Table 7.
Tier IV: Benign/Likely Benign Variants
| Evidence source/type | Available evidence |
|---|---|
| FDA-approved therapies, PG, investigational therapies | None |
| Mutation type | Functionally benign or unknown; mostly missense; less commonly, other types |
| Variant frequencies | Mostly nonmosaic (VAF, approximately 50% or 100%) |
| Potential germline∗ | Mostly nonmosaic (VAF, approximately 50% or 100%) |
| Population database: ESP, dbSNP, 1000Genome, ExAC | MAF ≥ 1% in the general population; or high MAF in some ethnic populations |
| Germline database: HGMD, ClinVar | Absent or present but downgraded to benign/likely benign |
| Somatic database: COSMIC, My Cancer Genome, TCGA | Absent or present without association to specific tumors (potential rare germline polymorphism) |
| Predictive software: SIFT, PolyPhen2, MutTaster, CADD | Mostly benign; information to be used for reference only |
| Pathway involvement | May or may not involve disease-associated pathways |
| Publications: functional study, population study, other | Reported evidence supportive of benign/likely benign; or none |
Italicized text indicates examples provided within each category; these are not comprehensive lists, and inclusion does not represent an organizational endorsement of any individual database or product.

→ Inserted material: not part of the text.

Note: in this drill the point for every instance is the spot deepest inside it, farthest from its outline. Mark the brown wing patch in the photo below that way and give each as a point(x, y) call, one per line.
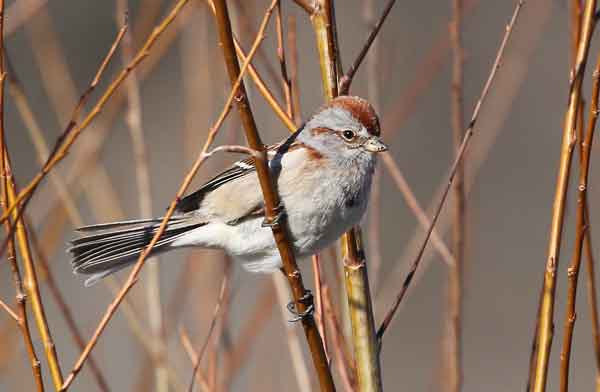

COSMIC, Catalog of Somatic Mutations in Cancer; dbSNP, The Database of Short Genetic Variation; ExAC, Exome Aggregation Consortium; FDA, Food and Drug Administration; HGMD, Human Gene Mutation Database; MAF, minor allele frequency; PG, professional guideline; TCGA, The Cancer Genome Atlas; VAF, variant allele frequency.
∗
Confirmation on normal tissue if tested tumor only and genetic counseling should be recommended.